Rudolf Cronau (German, 1855-1939), Yankton Indians at the Pipestone Quarry
Rudolf Cronau (German, 1855-1939)
Yankton Indians at the Pipestone Quarry
Grisaille oil on board
Signed l.l.: Rud Cronau
Image size: 10 x 7 1/2"
Frame size: 20 x 17 1/2"
This atmospheric painting is of Pipestone Quarry, located in southwest Minnesota. It is named for the red stone (catlinite) that has been quarried there for centuries by native people, including the Lakota, Dakota and Yankton Sioux. For centuries, tribes have gathered at the pipestone quarry to obtain the smooth rock they use to make pipes. The area was a neutral zone, where different groups came together in peace. As related by the explorer and artist George Catlin, the Great Spirit declared that the “…red stone was their flesh, that they were made from it, that they must all smoke to him through it, that they must use it for nothing but pipes--and as it belonged to all tribes, the ground was sacred, and no weapons must be used or brought upon it.”

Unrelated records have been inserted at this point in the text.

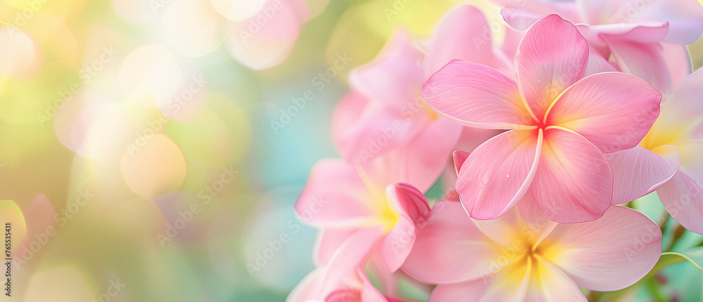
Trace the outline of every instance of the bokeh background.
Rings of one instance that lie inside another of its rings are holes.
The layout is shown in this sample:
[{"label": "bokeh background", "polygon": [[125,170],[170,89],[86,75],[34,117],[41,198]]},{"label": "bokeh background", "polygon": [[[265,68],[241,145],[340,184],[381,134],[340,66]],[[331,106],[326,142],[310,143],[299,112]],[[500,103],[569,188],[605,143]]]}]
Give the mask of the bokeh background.
[{"label": "bokeh background", "polygon": [[[460,3],[500,22],[482,1],[0,0],[2,301],[284,301],[347,73]],[[700,301],[685,265],[657,286]]]}]

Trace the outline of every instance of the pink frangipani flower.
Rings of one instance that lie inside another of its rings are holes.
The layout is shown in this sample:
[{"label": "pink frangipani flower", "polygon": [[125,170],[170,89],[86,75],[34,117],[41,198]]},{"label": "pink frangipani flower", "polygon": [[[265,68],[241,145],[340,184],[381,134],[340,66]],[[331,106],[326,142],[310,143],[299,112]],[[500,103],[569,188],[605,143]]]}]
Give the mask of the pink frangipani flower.
[{"label": "pink frangipani flower", "polygon": [[461,208],[437,202],[403,265],[438,284],[430,302],[586,301],[579,287],[615,291],[632,285],[661,251],[659,226],[624,206],[569,224],[547,220],[527,196],[492,221],[472,221]]},{"label": "pink frangipani flower", "polygon": [[[430,214],[427,199],[414,187],[378,185],[340,159],[316,164],[295,209],[302,221],[320,229],[314,257],[318,267],[337,270],[333,259],[358,258],[350,265],[363,270],[371,261],[380,277],[403,264],[417,225]],[[343,249],[345,244],[351,247]]]},{"label": "pink frangipani flower", "polygon": [[560,223],[592,221],[610,206],[613,174],[604,154],[637,145],[659,114],[662,95],[629,74],[583,77],[588,53],[574,25],[550,15],[518,46],[517,83],[489,67],[453,60],[423,86],[441,115],[510,129],[479,145],[461,166],[456,188],[472,218],[500,216],[526,194]]},{"label": "pink frangipani flower", "polygon": [[703,69],[662,105],[652,129],[632,149],[607,155],[615,175],[613,204],[657,190],[672,218],[703,234]]},{"label": "pink frangipani flower", "polygon": [[406,182],[424,192],[437,181],[458,143],[477,145],[496,135],[438,117],[420,94],[423,84],[452,59],[508,70],[490,33],[483,13],[468,5],[448,13],[426,43],[396,31],[375,60],[349,73],[352,91],[340,101],[332,121],[344,159],[375,181]]},{"label": "pink frangipani flower", "polygon": [[498,0],[512,27],[524,30],[557,13],[574,23],[602,63],[664,91],[691,72],[685,44],[703,33],[703,6],[696,0]]}]

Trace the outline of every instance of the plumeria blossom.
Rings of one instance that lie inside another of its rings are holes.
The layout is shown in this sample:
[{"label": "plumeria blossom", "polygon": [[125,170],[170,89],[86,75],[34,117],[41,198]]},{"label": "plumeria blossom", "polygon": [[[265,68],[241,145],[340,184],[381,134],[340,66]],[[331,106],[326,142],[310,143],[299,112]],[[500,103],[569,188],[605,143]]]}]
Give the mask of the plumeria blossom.
[{"label": "plumeria blossom", "polygon": [[[685,44],[703,33],[703,6],[696,0],[498,0],[513,27],[525,29],[550,13],[577,24],[595,53],[659,90],[690,73]],[[669,91],[666,91],[669,92]]]},{"label": "plumeria blossom", "polygon": [[496,134],[438,117],[420,94],[423,84],[452,59],[508,70],[490,32],[483,13],[467,5],[449,13],[424,46],[397,31],[374,61],[349,74],[353,91],[337,105],[332,126],[344,157],[373,179],[389,178],[378,181],[408,182],[425,191],[458,142],[477,145]]},{"label": "plumeria blossom", "polygon": [[671,217],[699,234],[703,234],[702,70],[687,77],[662,106],[659,117],[639,145],[608,155],[617,188],[614,204],[656,190]]},{"label": "plumeria blossom", "polygon": [[661,251],[659,226],[624,206],[571,224],[546,219],[527,195],[492,221],[472,221],[461,208],[436,204],[403,265],[438,284],[430,301],[586,301],[579,287],[628,287],[654,267]]},{"label": "plumeria blossom", "polygon": [[286,301],[393,301],[371,284],[363,270],[367,251],[378,243],[378,227],[359,229],[330,257],[325,267],[309,274]]},{"label": "plumeria blossom", "polygon": [[629,74],[583,77],[588,51],[572,24],[550,15],[518,46],[517,83],[489,67],[453,60],[423,87],[430,105],[458,124],[511,129],[479,146],[461,167],[456,191],[472,218],[498,217],[526,193],[560,223],[592,221],[610,206],[613,174],[604,154],[637,145],[662,95]]},{"label": "plumeria blossom", "polygon": [[[332,268],[325,272],[333,273],[337,273],[340,265],[335,259],[358,259],[344,266],[353,269],[343,273],[363,270],[370,261],[383,277],[403,264],[413,245],[417,225],[425,221],[430,207],[425,196],[409,185],[380,186],[343,160],[325,159],[314,168],[295,211],[303,221],[321,229],[314,259],[320,268]],[[329,283],[327,280],[335,278],[344,279],[328,276],[322,280]],[[310,294],[326,296],[333,291],[327,285],[321,287]]]}]

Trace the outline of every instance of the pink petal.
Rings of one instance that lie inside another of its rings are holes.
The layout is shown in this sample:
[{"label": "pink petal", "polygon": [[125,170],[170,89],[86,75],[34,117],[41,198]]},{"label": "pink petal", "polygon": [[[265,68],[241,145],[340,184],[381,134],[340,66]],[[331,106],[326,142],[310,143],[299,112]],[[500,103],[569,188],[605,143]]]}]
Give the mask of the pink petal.
[{"label": "pink petal", "polygon": [[[628,2],[641,6],[637,0]],[[632,9],[628,6],[628,8]],[[632,22],[666,21],[669,32],[665,40],[676,44],[690,44],[703,34],[703,6],[695,0],[659,1],[647,2]]]},{"label": "pink petal", "polygon": [[454,149],[470,152],[473,152],[486,140],[505,132],[504,130],[498,129],[482,129],[465,126],[461,128],[461,136]]},{"label": "pink petal", "polygon": [[356,170],[338,159],[318,162],[295,203],[296,213],[311,224],[325,227],[363,225],[375,219],[373,200]]},{"label": "pink petal", "polygon": [[389,185],[386,194],[400,214],[395,225],[386,235],[381,253],[388,272],[398,270],[405,261],[415,239],[416,230],[424,228],[430,206],[422,192],[407,184]]},{"label": "pink petal", "polygon": [[703,140],[692,139],[674,144],[681,152],[681,170],[696,183],[703,184]]},{"label": "pink petal", "polygon": [[492,2],[510,8],[522,8],[541,16],[557,14],[566,20],[576,22],[579,19],[576,6],[571,1],[553,0],[494,0]]},{"label": "pink petal", "polygon": [[538,249],[579,286],[610,291],[632,285],[659,260],[662,232],[637,211],[613,206],[595,221],[557,225]]},{"label": "pink petal", "polygon": [[703,188],[683,171],[657,190],[671,218],[684,228],[703,234]]},{"label": "pink petal", "polygon": [[355,227],[325,228],[319,230],[315,241],[315,248],[313,249],[315,264],[319,266],[327,265],[332,255],[356,230],[358,228]]},{"label": "pink petal", "polygon": [[[547,220],[529,195],[525,195],[510,211],[495,219],[474,220],[474,224],[486,237],[509,251],[520,251],[524,242],[536,242],[543,233],[551,230],[555,223]],[[505,255],[510,256],[508,253]],[[512,259],[512,258],[511,258]]]},{"label": "pink petal", "polygon": [[345,145],[347,136],[350,133],[349,128],[354,126],[361,118],[363,109],[368,101],[368,97],[358,91],[352,91],[337,102],[337,106],[332,114],[330,132],[335,145],[340,149],[339,151],[343,156],[354,152],[340,146]]},{"label": "pink petal", "polygon": [[659,116],[661,100],[657,89],[631,75],[594,74],[564,92],[546,124],[576,131],[610,153],[642,140]]},{"label": "pink petal", "polygon": [[703,116],[701,96],[703,96],[703,68],[699,68],[681,82],[671,101],[662,110],[662,115],[666,114],[662,118],[670,119],[666,122],[676,123],[677,126],[682,121],[699,123],[700,117]]},{"label": "pink petal", "polygon": [[357,268],[363,268],[373,249],[385,235],[382,228],[371,226],[359,229],[347,238],[330,258],[321,277],[321,296],[344,288],[344,280],[353,276]]},{"label": "pink petal", "polygon": [[594,39],[603,35],[612,39],[637,43],[659,43],[669,31],[669,23],[652,22],[646,23],[617,23],[591,25]]},{"label": "pink petal", "polygon": [[661,188],[678,171],[681,155],[673,146],[653,152],[635,146],[605,155],[612,168],[612,204],[635,200]]},{"label": "pink petal", "polygon": [[408,140],[399,142],[396,147],[390,147],[390,140],[386,145],[375,147],[382,145],[380,140],[375,145],[370,145],[368,151],[359,157],[359,163],[374,183],[408,183],[425,192],[437,182],[456,144],[461,126],[445,119],[429,125],[413,126],[424,127]]},{"label": "pink petal", "polygon": [[552,263],[539,259],[530,270],[526,301],[583,301],[586,296],[564,272]]},{"label": "pink petal", "polygon": [[453,9],[437,25],[430,41],[423,62],[425,74],[437,72],[454,59],[498,68],[500,64],[493,54],[491,32],[478,8],[463,5]]},{"label": "pink petal", "polygon": [[517,84],[536,120],[567,87],[583,77],[588,44],[579,30],[557,15],[537,21],[515,55]]},{"label": "pink petal", "polygon": [[418,98],[425,80],[420,55],[408,34],[396,32],[381,54],[368,65],[349,72],[349,84],[363,94],[397,110]]},{"label": "pink petal", "polygon": [[460,204],[440,201],[425,227],[418,229],[403,269],[428,283],[475,280],[500,270],[498,264],[491,267],[490,261],[501,249],[474,225]]},{"label": "pink petal", "polygon": [[422,192],[407,183],[398,183],[389,186],[386,193],[401,216],[413,223],[425,222],[430,215],[430,206]]},{"label": "pink petal", "polygon": [[544,15],[539,15],[522,8],[505,8],[501,10],[501,15],[511,27],[526,31]]},{"label": "pink petal", "polygon": [[378,155],[405,146],[425,126],[423,122],[404,117],[397,109],[385,104],[368,107],[367,104],[363,115],[337,134],[341,137],[337,141],[337,147],[350,162],[366,164]]},{"label": "pink petal", "polygon": [[464,164],[464,162],[466,162],[466,159],[470,155],[471,153],[462,150],[456,150],[452,153],[452,159],[454,161],[454,171],[456,172],[456,175],[459,175],[461,165]]},{"label": "pink petal", "polygon": [[500,287],[505,273],[467,282],[441,284],[437,285],[430,295],[428,302],[471,301],[520,301],[520,288]]},{"label": "pink petal", "polygon": [[493,219],[509,210],[532,182],[541,149],[541,130],[508,131],[476,148],[456,182],[469,215]]},{"label": "pink petal", "polygon": [[604,35],[620,70],[650,83],[662,91],[671,91],[690,73],[685,46],[666,41],[638,43]]},{"label": "pink petal", "polygon": [[548,218],[562,223],[596,219],[610,206],[612,192],[612,171],[595,145],[572,132],[545,131],[529,192]]},{"label": "pink petal", "polygon": [[525,129],[531,123],[515,82],[480,64],[452,60],[423,86],[423,96],[441,115],[464,126]]}]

Although the land around the Pipestone Quarry had been acquired by the United States in the Louisiana Purchase of 1803, the eastern Sioux tribes were firmly established there and they controlled access to the quarries. Westward expansion and subsequent land ownership by the multitudes of whites who were settling in Minnesota resulted in two treaties that significantly impacted control over the pipestone quarries. The 1858 Treaty of Wash¬ington DC promised to keep the quarry open to Yankton “so long as they shall desire” but they had to give up 11 million acres in return for a reservation of 430,000 acres and some land surrounding the quarry.